# STAT 207 Group Lab Assignment 2 - [10 total points]

## Finding Missing Data and Answering Questions

<hr>

## <u>Purpose</u>:
You should work in groups of 2-3 on this report (not working in groups without permission will result in a point deduction). The purpose of this group lab assignment is to understand and wrangle data, so that it would be ready and prepared for future analysis.
<hr>

## <u>Assignment Instructions</u>:

### Contribution Report
These contribution reports should be included in all group lab assignments. In this contribution report below you should list of the following:
1. The netID for the lab submission to be graded.  (Some groups have each member create their own version of the document, but only one needs to be submitted for grading.  Other groups have only one member compose and submit the lab.)
2. Names and netIDs of each team member.
3. Contributions of each team member to report.
4. **For this assignment, add in whether each of you use the gaming hub Steam.  If you do, include your favorite game through Steam.  If not, indicate whether you play any online games (and if so, which one).**

*For example:*

*<u>Teammates:</u>*

*doe105 should be graded.  Grace Jiang (yj31) & Morgan Steimnan (morgan34) worked together on all parts of this lab assignment.  Both use Steam.  Grace favorite games is Palworld and for Morgan is Oxenfree.*, 


### Group Roles

You are expected to work in groups of 2-3 on this report.  Since you are working in groups, you may find it helpful to have specified roles.  These roles will likely be helpful in later labs.  Below, I provide roles that can be used for groups of 2 and for groups of 3.  I encourage you to switch roles within this lab report, as possible.  I also encourage you to switch roles for each subsequent lab, as possible, based on your group membership.  

#### Groups of 2

* **Driver**: This student will type the report.  While typing the report, you may be the one who is selecting the functions to apply to the data.
* **Navigator**: This student will guide the process of answering the question.  Specific ways to help may include: outlining the general steps needed to solve a question (providing the overview), locating examples within the course notes, and reviewing each line of code as it is typed.

#### Groups of 3

* **Driver**: This student will type the report.  They may also be the one to select the functions to apply to the data.
* **Navigator**: This student will guide the process of answering the question.  They may select the general approach to answering the question and/or a few steps to be completed along the way. 
* **Communicator**: This student will review the report (as it is typed) to ensure that it is clear and concise.  This student may also locate relevant examples within the course notes that may help complete the assignment.

<hr>

### Imports

In [166]:
#Run this
import pandas as pd                    # imports pandas and calls the imported version 'pd'
import matplotlib.pyplot as plt        # imports the package and calls it 'plt'
import seaborn as sns                  # imports the seaborn package with the imported name 'sns'
sns.set()  

## Steam Data

Steam is the world's most popular PC Gaming hub. They have a massive catalog of games, with everything from AAA blockbusters to small indie titles.  
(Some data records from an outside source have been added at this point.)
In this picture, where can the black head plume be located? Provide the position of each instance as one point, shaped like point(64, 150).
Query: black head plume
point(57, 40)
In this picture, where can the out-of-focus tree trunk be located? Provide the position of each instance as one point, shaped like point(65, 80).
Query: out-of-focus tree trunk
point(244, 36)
You are a team of data scientists working for Steam, and you are responsible for completing analysis for a report that will go to the executives of Valve (the parent company for Steam).  

Unfortunately, the data were collected with a less than optimal structure.  The dataset is comprised of transactions within the Steam platform for a random sample of 500 steam users along with their purchase and game play behaviors.  It has the following columns:
* user_id,
* game_name,
* activity:
    - purchase: indicating that the user has *purchased* the corresponding game
    - play: indicating that the user has *played* the corresponding game (for at least some amount of time.) 
* hours_played_if_play:
    - if the row corresponds to a 'play' activity, this number represents the number of hours the user has played the game
    - if the row corresponds to a 'purchase' activity, this number is always a 1 (and means nothing... it's a placeholder).
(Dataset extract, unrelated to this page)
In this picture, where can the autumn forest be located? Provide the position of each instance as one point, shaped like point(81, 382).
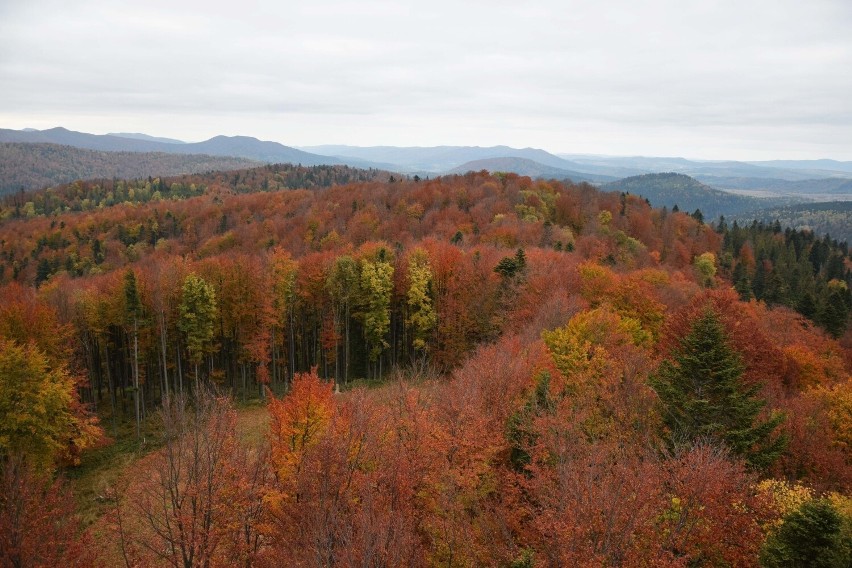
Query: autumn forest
point(326, 366)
Note that for each user-game combo, there will either be one row (if the game has only been purchased but not played) or two rows (if the game has been both purchased and played).  For example, if I bought Portal, a row would be added to the data representing the purchase of that game by me.  When I open the game and start playing it, a second row would be added to the data representing that I have played the game along with recording my play time for that specific game.

### 1. [1 point] Reading in the Data

First, read the steam_sample.csv file into a dataframe.  Display the first five rows and the number of observations in the data.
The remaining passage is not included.